Note that this makes a shallow copy, and is identical to arr.copy().
# Indexing custom classes: getitem, setitem and delitem
class MultiIndexingList:
def __init__(self, value):
self.value = value
def __repr__(self):
return repr(self.value)
def __getitem__(self, item):
if isinstance(item, (int, slice)):
return self.__class__(self.value[item])
return [self.value[i] for i in item]
def __setitem__(self, item, value):
if isinstance(item, int):
self.value[item] = value
elif isinstance(item, slice):
raise ValueError('Cannot interpret slice with multiindexing')
else:
for i in item:
if isinstance(i, slice):
raise ValueError('Cannot interpret slice with multiindexing')
self.value[i] = value
def __delitem__(self, item):
if isinstance(item, int):
del self.value[item]
elif isinstance(item, slice):
del self.value[item]
else:
if any(isinstance(elem, slice) for elem in item):
raise ValueError('Cannot interpret slice with multiindexing')
item = sorted(item, reverse=True)
for elem in item:
del self.value[elem]
This allows slicing and indexing for element access:
a = MultiIndexingList([1,2,3,4,5,6,7,8])
a
# Out: [1, 2, 3, 4, 5, 6, 7, 8]
a[1,5,2,6,1]
# Out: [2, 6, 3, 7, 2]
a[4, 1, 5:, 2, ::2]
# Out: [5, 2, [6, 7, 8], 3, [1, 3, 5, 7]]
# 4|1-|----50:---|2-|-----::2----- <-- indicated which element came from which index
While setting and deleting elements only allows for comma seperated integer indexing (no slicing):
a[4] = 1000
a
# Out: [1, 2, 3, 4, 1000, 6, 7, 8]
a[2,6,1] = 100
a
# Out: [1, 100, 100, 4, 1000, 6, 100, 8]
del a[5]
a
# Out: [1, 100, 100, 4, 1000, 100, 8]
del a[4,2,5]
a
# Out: [1, 100, 4, 8]
# Basic Indexing
Python lists are 0-based i.e. the first element in the list can be accessed by the index 0
arr = ['a', 'b', 'c', 'd']
print(arr[0])
>> 'a'
You can access the second element in the list by index 1, third element by index 2 and so on:
print(arr[1])
>> 'b'
print(arr[2])
>> 'c'
You can also use negative indices to access elements from the end of the list.
eg. index -1 will give you the last element of the list and index -2 will give you the second-to-last element of the list:
print(arr[-1])
>> 'd'
print(arr[-2])
>> 'c'
If you try to access an index which is not present in the list, an IndexError will be raised:
print arr[6]
Traceback (most recent call last):
File "<stdin>", line 1, in <module>
IndexError: list index out of range
# Slice objects
Slices are objects in themselves and can be stored in variables with the built-in slice() function. Slice variables can be used to make your code more readable and to promote reuse.
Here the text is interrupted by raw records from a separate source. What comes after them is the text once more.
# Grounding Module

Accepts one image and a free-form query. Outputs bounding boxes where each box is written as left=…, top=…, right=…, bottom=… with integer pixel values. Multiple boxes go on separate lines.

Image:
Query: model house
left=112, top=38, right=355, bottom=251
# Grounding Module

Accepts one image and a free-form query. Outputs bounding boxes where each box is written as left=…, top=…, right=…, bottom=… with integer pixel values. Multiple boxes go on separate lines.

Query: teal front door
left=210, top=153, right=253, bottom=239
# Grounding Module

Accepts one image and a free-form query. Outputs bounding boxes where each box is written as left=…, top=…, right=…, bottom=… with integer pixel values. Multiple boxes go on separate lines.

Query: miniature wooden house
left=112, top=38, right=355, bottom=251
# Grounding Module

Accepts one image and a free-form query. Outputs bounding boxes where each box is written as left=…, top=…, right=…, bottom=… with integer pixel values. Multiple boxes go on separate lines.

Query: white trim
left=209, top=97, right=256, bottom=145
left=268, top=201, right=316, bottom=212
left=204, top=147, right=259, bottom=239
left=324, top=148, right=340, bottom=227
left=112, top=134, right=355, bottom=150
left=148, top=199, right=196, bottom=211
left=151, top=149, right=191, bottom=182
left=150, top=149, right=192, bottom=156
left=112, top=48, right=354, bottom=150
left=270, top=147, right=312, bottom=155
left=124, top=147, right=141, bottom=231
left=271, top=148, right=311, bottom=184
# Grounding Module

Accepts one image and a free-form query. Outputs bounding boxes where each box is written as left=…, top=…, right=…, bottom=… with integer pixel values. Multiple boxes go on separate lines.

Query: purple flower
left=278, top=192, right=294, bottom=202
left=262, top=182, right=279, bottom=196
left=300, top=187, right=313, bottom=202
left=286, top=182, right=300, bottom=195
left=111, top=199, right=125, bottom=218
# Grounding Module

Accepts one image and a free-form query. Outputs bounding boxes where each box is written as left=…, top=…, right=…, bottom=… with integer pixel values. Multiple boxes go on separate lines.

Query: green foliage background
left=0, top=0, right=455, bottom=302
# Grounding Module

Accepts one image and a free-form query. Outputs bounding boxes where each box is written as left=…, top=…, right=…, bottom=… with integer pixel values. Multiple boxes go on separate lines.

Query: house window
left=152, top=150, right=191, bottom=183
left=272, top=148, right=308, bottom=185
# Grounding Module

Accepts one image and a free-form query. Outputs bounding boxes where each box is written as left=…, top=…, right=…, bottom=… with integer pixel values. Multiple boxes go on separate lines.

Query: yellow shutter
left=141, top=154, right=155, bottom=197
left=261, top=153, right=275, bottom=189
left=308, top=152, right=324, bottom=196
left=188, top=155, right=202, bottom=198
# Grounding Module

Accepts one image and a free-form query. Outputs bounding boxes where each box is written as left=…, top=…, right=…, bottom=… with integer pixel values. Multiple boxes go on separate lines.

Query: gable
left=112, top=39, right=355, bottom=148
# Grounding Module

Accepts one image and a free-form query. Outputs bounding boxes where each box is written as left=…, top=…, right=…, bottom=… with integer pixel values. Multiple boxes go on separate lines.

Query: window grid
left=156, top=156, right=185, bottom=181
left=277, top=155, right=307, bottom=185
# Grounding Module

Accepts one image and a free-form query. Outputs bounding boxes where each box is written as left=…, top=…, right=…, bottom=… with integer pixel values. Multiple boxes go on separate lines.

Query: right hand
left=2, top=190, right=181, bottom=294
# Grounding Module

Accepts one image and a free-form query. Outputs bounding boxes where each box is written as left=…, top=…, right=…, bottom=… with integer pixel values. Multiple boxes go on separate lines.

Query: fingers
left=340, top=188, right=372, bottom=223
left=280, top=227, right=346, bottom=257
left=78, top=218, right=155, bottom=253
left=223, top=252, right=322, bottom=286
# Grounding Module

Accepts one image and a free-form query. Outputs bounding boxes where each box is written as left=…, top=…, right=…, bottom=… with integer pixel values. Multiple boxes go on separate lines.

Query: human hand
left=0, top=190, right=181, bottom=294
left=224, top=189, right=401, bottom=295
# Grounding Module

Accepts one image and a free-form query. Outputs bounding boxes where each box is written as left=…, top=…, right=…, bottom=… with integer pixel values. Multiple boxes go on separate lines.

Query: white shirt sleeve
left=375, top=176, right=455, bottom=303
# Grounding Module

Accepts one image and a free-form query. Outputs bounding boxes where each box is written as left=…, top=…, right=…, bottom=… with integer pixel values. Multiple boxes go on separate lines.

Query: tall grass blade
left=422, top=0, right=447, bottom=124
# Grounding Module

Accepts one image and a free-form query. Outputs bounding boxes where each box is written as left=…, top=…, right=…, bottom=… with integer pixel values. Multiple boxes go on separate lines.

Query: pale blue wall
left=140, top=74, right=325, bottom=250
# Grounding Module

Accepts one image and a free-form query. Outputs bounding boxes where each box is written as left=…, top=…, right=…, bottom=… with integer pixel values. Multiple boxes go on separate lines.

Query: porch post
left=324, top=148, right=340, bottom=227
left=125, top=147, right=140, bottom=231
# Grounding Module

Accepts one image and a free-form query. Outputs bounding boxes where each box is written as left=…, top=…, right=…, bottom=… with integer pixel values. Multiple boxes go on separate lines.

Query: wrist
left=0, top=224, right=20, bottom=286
>>> programmer_1 = [ 1956, 'Guido', 'van Rossum', 'Python', 'Netherlands']
>>> programmer_2 = [ 1815, 'Ada', 'Lovelace', 'Analytical Engine', 'England']
>>> name_columns = slice(1, 3)
>>> programmer_1[name_columns]
['Guido', 'van Rossum']
>>> programmer_2[name_columns]
['Ada', 'Lovelace']
# Syntax
- obj[start:stop:step]
- slice(stop)
- slice(start, stop[, step])
# Parameters
| Paramer | Description |
|---|---|
obj | The object that you want to extract a "sub-object" from |
start | The index of obj that you want the sub-object to start from (keep in mind that Python is zero-indexed, meaning that the first item of obj has an index of 0). If omitted, defaults to 0. |
stop | The (non-inclusive) index of obj that you want the sub-object to end at. If omitted, defaults to len(obj). |
step | Allows you to select only every step item. If omitted, defaults to 1. |
# Remarks
You can unify the concept of slicing strings with that of slicing other sequences by viewing strings as an immutable collection of characters, with the caveat that a unicode character is represented by a string of length 1.
In mathematical notation you can consider slicing to use a half-open interval of [start, end), that is to say that the start is included but the end is not. The half-open nature of the interval has the advantage that len(x[:n]) = n where len(x) > =n, while the interval being closed at the start has the advantage that x[n:n+1] = [x[n]] where x is a list with len(x) >= n, thus keeping consistency between indexing and slicing notation.